I live in Ann Arbor, Michigan, which has already been mentioned as a quintessential college town. It’s impossible to overemphasize the influence that the University of Michigan has on the town. Ann Arbor existed before the university moved here, but when it did, pretty much all industry became inextricably linked to the university. Almost everyone in town has some kind of connection to the university. They go there or they went there or they work for it or their spouse works for it. The university brings in a lot of events that wouldn’t otherwise happen in a town this size. Every office complex in Ann Arbor seems to have some arm of the university operating in it. (The administration necessary to run such a large university long ago outgrew the campus proper.) It’s very common to see the blue and yellow block M flag flying from random office buildings. Football Saturdays bring total chaos to the town - several streets leading to and from the highways are temporarily changed into one-way streets to facilitate traffic; they go one direction before games, and the other direction after the games. A number of bus routes simply shut down, or run alternate routes.

There are other industries here. Domino’s Pizza and Borders are both headquartered here, but there wouldn’t be a “here” here for them to headquarter themselves if it weren’t for the university in the first place. The university makes Ann Arbor probably the coolest town in Michigan, as well as one of the most economically viable.

You’re welcome to stop by any time, Sunspace, if you want to see what it’s like. We’re about 45 minutes due west of Windsor.

Let me be the first to fight this ignorance: OSU is the land grant school in Ohio. It’s in Columbus, as mentioned upthread. obWiki list of Land Grant schools

BTW, it was actually the Morrill Act of 1862 (not the Northwest Ordinance) that provided funding for land grant schools.

There are an enormous number of Greek names that were given to American towns in the early 1800’s. Such towns had to be part of the U.S. at the time, so they are nearly all in places east of the Mississippi. I conjectured once that this was mostly a southern thing, but that doesn’t seem to be true. Here’s the closest I could find online to a comprehensive list of these names:

(A few names on this list may be only coincidentally Greek. The names are given in the first couple of posts on that webpage, and then there’s a bunch of irrelevant political discussion.) If anyone knows of a more comprehensive list of such names (either online or in some book), I’d like to know about it. There was a tremendous revival in the interest in classical Greek times during the first half of the nineteenth century. The scholarly interest in such things was going on in academic institutions all over the Western world, but it appears that giving classical Greek names to towns was restricted to the U.S. If anyone knows of some standard book on this subject, I’d be glad to hear about it.

Yes, states opened public schools long before the Morrill Act, but they were not specifically land grant universities. The Wiki entry on Ohio University is useful.
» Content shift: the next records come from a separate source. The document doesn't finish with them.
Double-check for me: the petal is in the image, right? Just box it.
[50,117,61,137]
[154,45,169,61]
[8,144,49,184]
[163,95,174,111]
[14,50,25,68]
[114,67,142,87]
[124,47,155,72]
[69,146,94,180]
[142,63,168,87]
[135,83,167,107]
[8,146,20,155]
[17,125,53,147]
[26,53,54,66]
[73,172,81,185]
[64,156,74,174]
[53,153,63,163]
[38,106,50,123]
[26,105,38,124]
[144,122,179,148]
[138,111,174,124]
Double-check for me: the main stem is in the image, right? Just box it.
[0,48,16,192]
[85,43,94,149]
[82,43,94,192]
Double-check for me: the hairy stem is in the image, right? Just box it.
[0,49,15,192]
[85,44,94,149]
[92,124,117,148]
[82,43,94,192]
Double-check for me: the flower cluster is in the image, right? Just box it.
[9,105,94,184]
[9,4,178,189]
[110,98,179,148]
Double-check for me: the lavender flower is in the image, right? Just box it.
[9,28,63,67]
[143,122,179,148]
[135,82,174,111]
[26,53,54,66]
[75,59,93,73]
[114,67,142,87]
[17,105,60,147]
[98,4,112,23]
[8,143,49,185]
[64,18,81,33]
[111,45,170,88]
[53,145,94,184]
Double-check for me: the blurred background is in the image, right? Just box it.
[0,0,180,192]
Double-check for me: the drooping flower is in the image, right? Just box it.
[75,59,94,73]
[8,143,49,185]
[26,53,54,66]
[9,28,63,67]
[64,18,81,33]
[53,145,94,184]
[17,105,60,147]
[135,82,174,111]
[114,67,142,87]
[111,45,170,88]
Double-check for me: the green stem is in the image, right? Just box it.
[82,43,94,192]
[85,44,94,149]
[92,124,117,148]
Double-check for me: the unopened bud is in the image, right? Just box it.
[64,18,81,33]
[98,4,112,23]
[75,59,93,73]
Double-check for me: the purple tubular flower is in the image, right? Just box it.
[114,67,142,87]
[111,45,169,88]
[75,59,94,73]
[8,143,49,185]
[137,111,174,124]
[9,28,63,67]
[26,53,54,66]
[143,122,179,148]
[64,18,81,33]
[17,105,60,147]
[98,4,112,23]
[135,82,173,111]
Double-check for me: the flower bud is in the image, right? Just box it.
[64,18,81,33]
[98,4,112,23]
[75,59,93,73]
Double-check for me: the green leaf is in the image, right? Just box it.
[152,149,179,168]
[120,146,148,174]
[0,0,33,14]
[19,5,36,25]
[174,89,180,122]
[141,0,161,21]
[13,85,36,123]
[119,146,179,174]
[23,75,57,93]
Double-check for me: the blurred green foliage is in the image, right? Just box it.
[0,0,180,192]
You can also see that a college is a wholly different animal in the early 19th century from those giant institutions you think of today.
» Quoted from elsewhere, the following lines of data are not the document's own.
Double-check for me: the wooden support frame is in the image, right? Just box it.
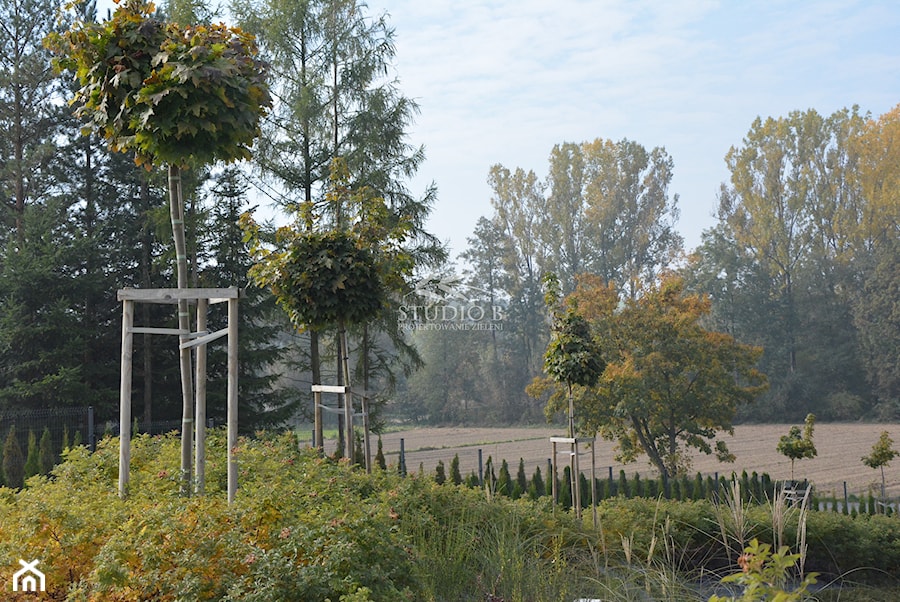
[117,287,242,503]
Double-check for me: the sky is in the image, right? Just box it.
[356,0,900,257]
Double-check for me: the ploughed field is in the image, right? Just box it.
[344,423,900,498]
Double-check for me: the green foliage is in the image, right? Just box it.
[547,276,766,482]
[862,431,900,468]
[709,539,816,602]
[544,274,604,391]
[450,454,462,485]
[48,0,272,168]
[25,431,41,479]
[776,414,818,480]
[38,427,56,474]
[375,436,384,470]
[0,430,900,602]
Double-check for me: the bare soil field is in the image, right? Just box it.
[342,423,900,497]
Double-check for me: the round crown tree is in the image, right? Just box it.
[47,0,271,494]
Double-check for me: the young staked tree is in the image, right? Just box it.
[862,431,900,500]
[49,0,271,493]
[776,414,818,481]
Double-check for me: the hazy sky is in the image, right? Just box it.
[358,0,900,256]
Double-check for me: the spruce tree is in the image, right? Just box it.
[38,427,56,474]
[450,454,462,485]
[3,425,25,489]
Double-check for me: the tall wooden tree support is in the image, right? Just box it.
[550,437,597,524]
[118,288,241,503]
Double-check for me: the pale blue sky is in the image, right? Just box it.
[368,0,900,254]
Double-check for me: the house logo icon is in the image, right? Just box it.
[13,560,46,592]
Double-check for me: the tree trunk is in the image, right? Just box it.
[169,165,194,495]
[141,178,153,433]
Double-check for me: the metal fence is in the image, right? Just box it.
[0,407,204,456]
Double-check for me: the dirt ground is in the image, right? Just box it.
[314,423,900,497]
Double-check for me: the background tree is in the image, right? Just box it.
[862,431,900,500]
[231,0,445,432]
[533,277,766,492]
[776,414,818,481]
[581,138,682,297]
[0,0,60,241]
[704,108,872,420]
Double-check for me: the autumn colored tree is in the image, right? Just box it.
[48,0,271,493]
[776,414,818,481]
[862,431,900,499]
[531,276,766,492]
[241,159,414,468]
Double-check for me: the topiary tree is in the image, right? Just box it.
[776,414,818,481]
[47,0,272,494]
[240,158,414,468]
[862,431,900,500]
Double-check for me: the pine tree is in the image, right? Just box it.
[450,454,462,485]
[496,459,512,496]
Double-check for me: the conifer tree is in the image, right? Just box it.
[25,431,41,479]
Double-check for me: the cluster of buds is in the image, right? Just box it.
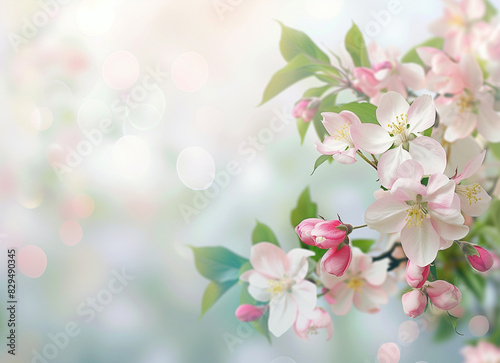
[295,218,353,276]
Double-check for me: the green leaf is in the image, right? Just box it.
[401,38,444,67]
[200,281,236,318]
[260,54,328,105]
[252,221,280,247]
[279,22,330,63]
[290,187,327,261]
[345,23,370,68]
[189,246,248,283]
[297,118,311,145]
[484,0,498,22]
[312,93,337,141]
[302,84,332,98]
[351,239,375,253]
[311,155,333,175]
[330,102,378,125]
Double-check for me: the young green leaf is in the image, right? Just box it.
[345,23,371,68]
[260,54,326,105]
[279,22,330,63]
[311,155,333,175]
[200,281,236,318]
[252,221,280,247]
[351,239,375,253]
[401,38,444,67]
[189,246,248,283]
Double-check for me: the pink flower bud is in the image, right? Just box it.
[426,280,462,310]
[406,260,431,289]
[234,304,264,322]
[467,246,493,272]
[295,218,324,246]
[321,245,352,277]
[293,308,333,340]
[311,219,352,249]
[402,290,427,318]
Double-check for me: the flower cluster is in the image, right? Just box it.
[192,0,500,356]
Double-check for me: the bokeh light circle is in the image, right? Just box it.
[102,50,139,90]
[112,135,151,178]
[469,315,490,337]
[170,52,209,92]
[377,342,401,363]
[17,245,47,278]
[398,320,420,344]
[59,221,83,246]
[177,147,215,190]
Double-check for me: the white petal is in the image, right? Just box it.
[377,92,410,131]
[401,218,440,266]
[377,146,411,189]
[268,293,297,337]
[408,136,446,174]
[408,95,436,133]
[351,124,394,154]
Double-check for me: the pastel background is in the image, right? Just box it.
[0,0,494,363]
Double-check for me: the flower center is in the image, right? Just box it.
[457,94,476,113]
[405,194,427,228]
[347,276,365,291]
[388,114,408,144]
[456,183,481,205]
[267,279,293,297]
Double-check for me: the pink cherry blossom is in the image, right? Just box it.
[406,260,431,288]
[234,304,267,322]
[293,308,333,340]
[425,280,462,310]
[295,218,326,246]
[436,55,500,142]
[240,242,317,337]
[401,289,427,318]
[318,247,392,315]
[430,0,491,59]
[365,160,469,267]
[351,92,446,188]
[460,341,500,363]
[467,246,493,272]
[452,150,491,217]
[316,111,361,164]
[417,47,465,95]
[353,42,425,105]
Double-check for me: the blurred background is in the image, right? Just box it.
[0,0,494,363]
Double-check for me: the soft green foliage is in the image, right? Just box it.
[190,246,248,316]
[311,155,333,175]
[252,221,280,247]
[345,23,370,68]
[279,22,330,63]
[351,239,375,253]
[401,38,444,67]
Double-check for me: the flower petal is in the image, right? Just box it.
[377,92,410,132]
[408,136,446,174]
[351,124,394,154]
[401,218,440,267]
[268,294,297,337]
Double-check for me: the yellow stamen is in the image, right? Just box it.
[347,277,365,291]
[405,203,426,228]
[457,183,481,205]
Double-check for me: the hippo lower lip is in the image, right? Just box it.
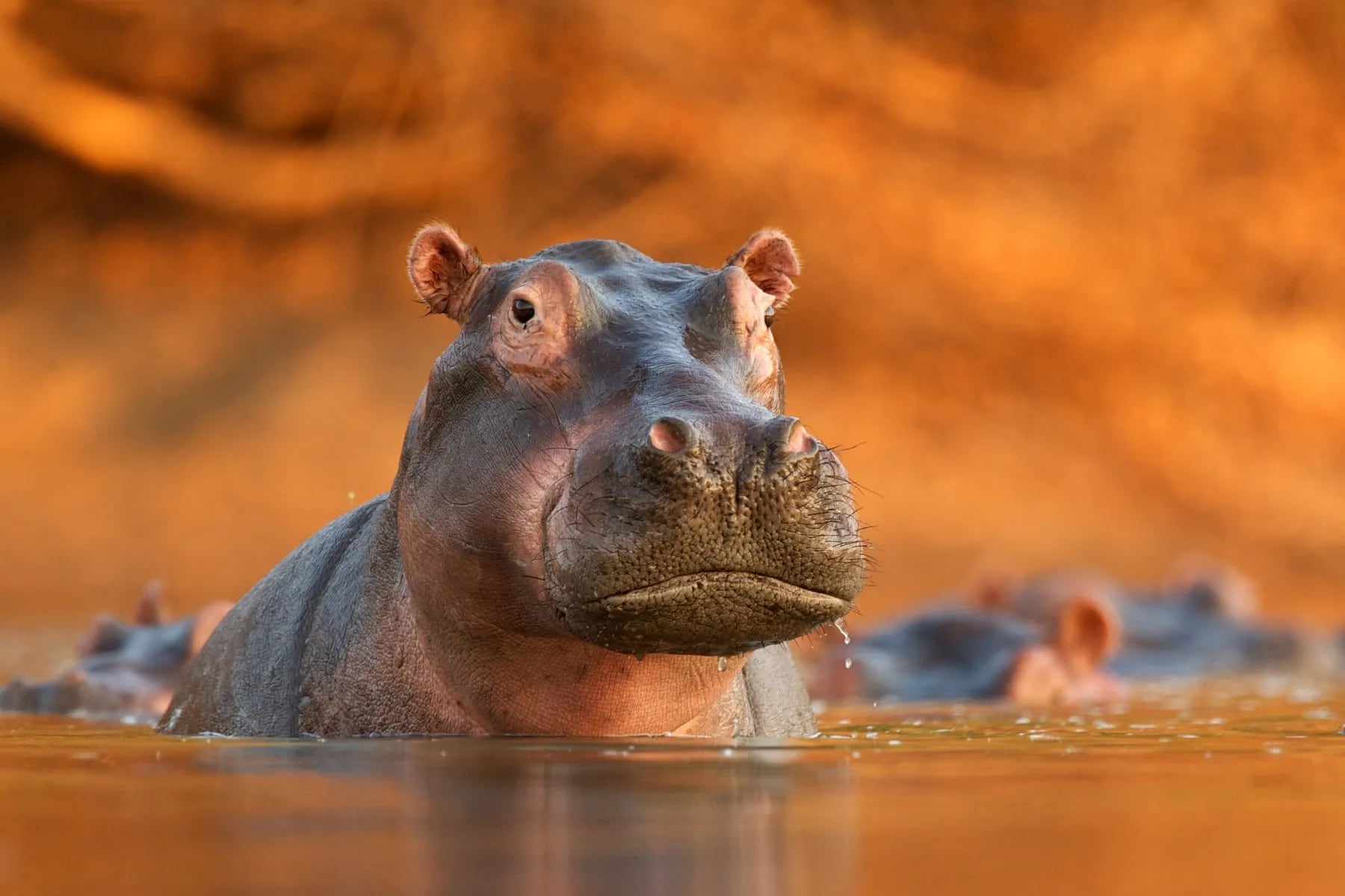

Virtually all colleges in the country were comparatively tiny until the 20th century, with graduating classes typically in the dozens or low hundreds. I’d guess some towns were college towns in the 19th century, Princeton, NJ almost certainly, and the sheer economic force of catering to students would have been important in many places. But until about 1950, fewer than 5% of the U.S. population went on to college. The mega-university is a very recent phenomemon.
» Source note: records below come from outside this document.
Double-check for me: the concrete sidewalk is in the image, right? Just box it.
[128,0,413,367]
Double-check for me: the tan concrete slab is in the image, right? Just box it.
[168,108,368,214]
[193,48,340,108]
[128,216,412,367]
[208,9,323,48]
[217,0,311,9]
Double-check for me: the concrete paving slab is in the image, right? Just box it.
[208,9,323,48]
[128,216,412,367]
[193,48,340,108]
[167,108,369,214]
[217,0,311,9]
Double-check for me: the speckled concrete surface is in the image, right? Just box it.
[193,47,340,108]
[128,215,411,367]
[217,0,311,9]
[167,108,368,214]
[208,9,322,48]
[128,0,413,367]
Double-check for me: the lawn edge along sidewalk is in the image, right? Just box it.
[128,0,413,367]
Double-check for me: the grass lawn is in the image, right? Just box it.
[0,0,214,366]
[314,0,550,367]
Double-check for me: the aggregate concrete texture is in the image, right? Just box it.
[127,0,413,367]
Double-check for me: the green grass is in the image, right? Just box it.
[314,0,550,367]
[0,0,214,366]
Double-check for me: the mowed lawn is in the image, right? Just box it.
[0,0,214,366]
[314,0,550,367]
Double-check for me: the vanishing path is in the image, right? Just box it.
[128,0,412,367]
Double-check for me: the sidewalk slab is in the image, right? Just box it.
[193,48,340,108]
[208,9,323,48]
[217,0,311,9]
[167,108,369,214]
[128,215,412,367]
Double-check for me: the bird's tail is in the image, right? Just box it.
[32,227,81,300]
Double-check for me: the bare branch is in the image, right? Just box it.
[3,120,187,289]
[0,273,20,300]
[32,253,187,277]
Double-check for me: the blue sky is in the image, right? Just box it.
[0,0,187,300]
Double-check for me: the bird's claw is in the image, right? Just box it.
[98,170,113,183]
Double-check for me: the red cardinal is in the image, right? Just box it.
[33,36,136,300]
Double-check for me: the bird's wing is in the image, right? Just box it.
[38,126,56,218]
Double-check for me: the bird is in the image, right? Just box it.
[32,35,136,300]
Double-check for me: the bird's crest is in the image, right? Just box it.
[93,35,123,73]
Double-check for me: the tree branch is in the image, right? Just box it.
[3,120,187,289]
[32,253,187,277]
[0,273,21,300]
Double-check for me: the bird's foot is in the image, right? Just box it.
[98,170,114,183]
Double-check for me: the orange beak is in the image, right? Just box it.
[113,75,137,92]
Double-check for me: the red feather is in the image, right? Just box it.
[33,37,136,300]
:rolleyes:Except for the upper midwest, great plains states, atlantic coast, and west coast.

This suddenly put it into perspective. Substitute “Oshawa” for “Ann Arbor” and “GM” for “the University of Michigan” and I know exactly what you mean. I lived in Oshawa for a time and it was true until recently: you either woirked at GM or you knew someone who worked at GM. GM was woven into the fabric of the town. it had facilities and suppliers all over the town. The bus routes, roads, and railways were built around GM.

But GM is only a shadow of its former self; the downtown facilities have been demoshed, leaving holes in the urban fabric, and there have been a LOT of layoffs. The province tried plunking the new University of Ontario Institite of Technology (the university with a confusing double name!) in north Oshawa next to Durham College, but I don’t know how well it’s taking root yet. (IMHO, they should have saved some of the old GM buildings downtown and put the university there; instead, we have the headquarters of the Ministry of Revenue, which squats over downtown Oshawa like a bloated white toad. Oshawa has appalling urban planning.)

Thanks. Next road trip west, maybe… :slight_smile:

Yep, that’s what I meant when I said “factory towns.” They’re all over the Rust Belt northeast.

State College has been mentioned a few times, and I can’t agree more. It’s as if there wasn’t really a town - just an extended campus with suburbs. Student cards (with money accounts attached) are accepted at many/most local businesses in lieu of cash.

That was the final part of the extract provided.